Chuckling, Max led his lovely librarian down the aisle and through the flowered and beribboned arch held by the servants, back to the great hall where a repast had been laid out for the guests.

With not enough tables to serve a crowd this size, a buffet had been set up. Most of the guests circled it while the wedding party ate at the head of the room, under the arch the servants planted in buckets of soil.

While Lydia and her ladies fussed with veils and lace and whispered excitedly to each other, Max lifted a glass in toast to the men who had answered his call even after twenty years of absence. “I am far beyond honored that you gentlemen have taken time from your busy lives to aid a prodigal in his time of need. I hope to toast you soon at your own happy nuptials. Who is next? Rainford?”

The blond marquess grimaced. “The duke has arranged an assortment of exceptionally suitable maidens for my perusal. An heir is essential, so I suppose I’m next.” He glanced at the dark and dashing earl at his side. “You can choose from the ones left over, Ives. My father has excellent taste.”

Gerard barked a laugh and sipped his champagne. “You forget, my lord, we are related through maternal lines only. I am an Ives and you are a mere Malcolm. We Ives proliferate with males. We have an overabundance of heirs to the marquisate. And the pater will probably live until eternity, so there is no rush at all.”

“Money, not heirs, drives us,” Bran announced from the far end of the table. “We’ll accept your leftovers, Rainford.”

The non-talkative twin intervened. “Rainford’s prospects will have no interest in impoverished, untitled sons of diplomats.”
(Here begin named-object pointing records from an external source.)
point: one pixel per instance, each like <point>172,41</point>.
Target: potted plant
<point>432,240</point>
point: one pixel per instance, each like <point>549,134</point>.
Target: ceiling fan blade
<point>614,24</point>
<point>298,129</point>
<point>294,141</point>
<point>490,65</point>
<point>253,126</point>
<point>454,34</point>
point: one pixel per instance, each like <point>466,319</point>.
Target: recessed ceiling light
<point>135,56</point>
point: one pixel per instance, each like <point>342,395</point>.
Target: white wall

Max gestured at the array of guests, many of them his mother’s students and teachers. “Look out there, my friends, at some of the finest ladies in the kingdom. If they do not have wealth, they have intelligence and integrity, and that is worth far more than gold.”
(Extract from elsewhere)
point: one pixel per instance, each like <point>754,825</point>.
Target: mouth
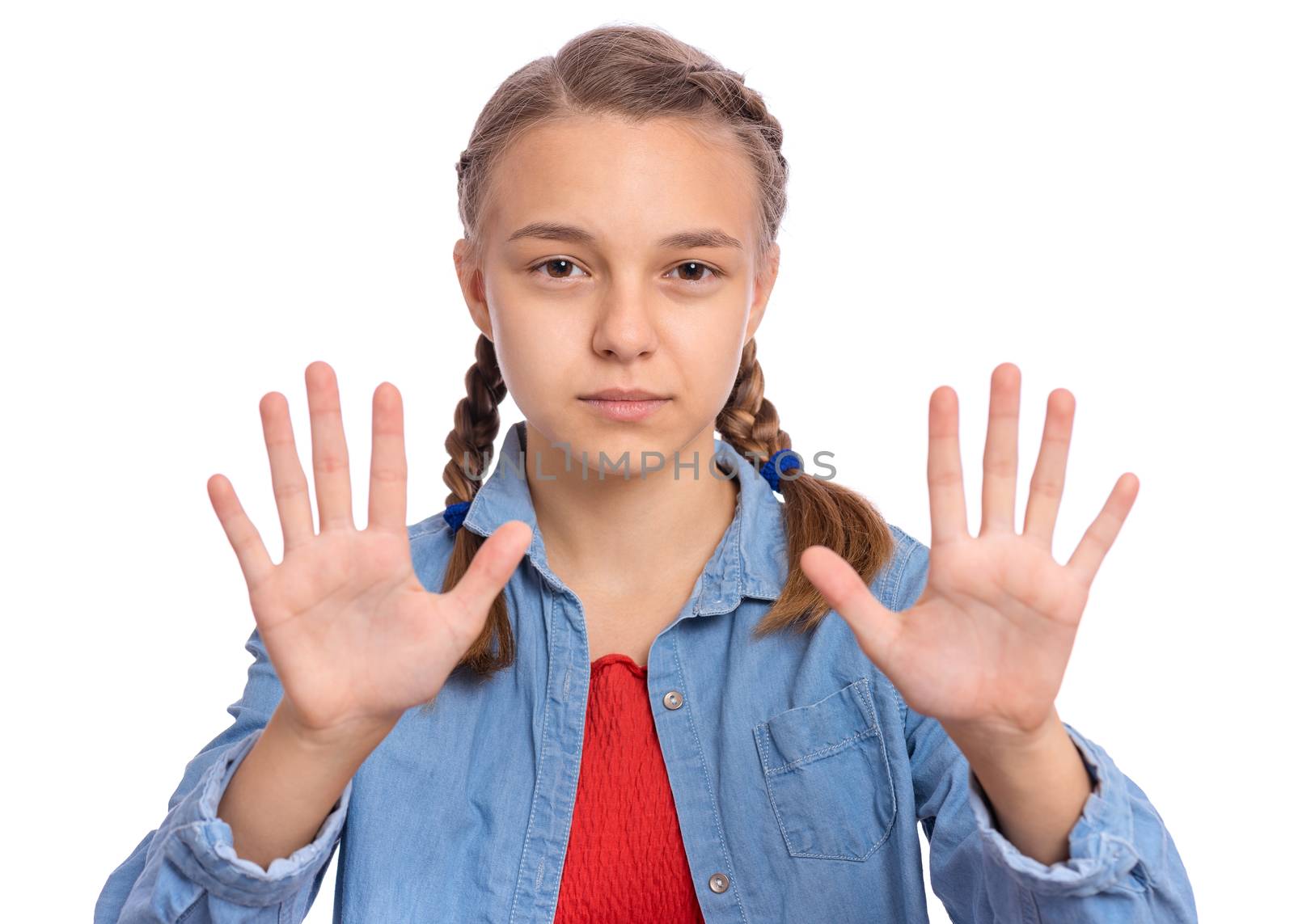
<point>624,404</point>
“And they’ve been known to drive men mad with their talk of ghosts and auras and spirits and things that go bump in the night,” Gerard grumbled.

Lydia whispered in Max’s ears. “Tell him he’s the next one destined to marry a barmy Malcolm. A barmy Malcolm says so.”
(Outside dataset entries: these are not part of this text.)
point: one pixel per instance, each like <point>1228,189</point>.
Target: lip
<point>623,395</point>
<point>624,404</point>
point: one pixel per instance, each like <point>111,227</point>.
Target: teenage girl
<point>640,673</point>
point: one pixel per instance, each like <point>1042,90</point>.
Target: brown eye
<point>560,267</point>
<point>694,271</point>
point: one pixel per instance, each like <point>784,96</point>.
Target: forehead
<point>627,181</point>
Max laughed and kissed her, in front of friends and family. Their guests cheered and lifted their glasses in unspoken toast.

“This is the happiest day of my life,” he murmured, touching his crystal glass against hers. “Let us remember this moment forever.”

“Look this way and smile,” Azmin shouted.

As they turned in her direction, she flashed her blinding camera lights.

When Max could see again, he spied his uncle speaking with Hugh Morgan and Miss Trivedi, the team he hoped would be overseeing their financial future, once he talked to the judge. There was the meteor on his sunlit horizon.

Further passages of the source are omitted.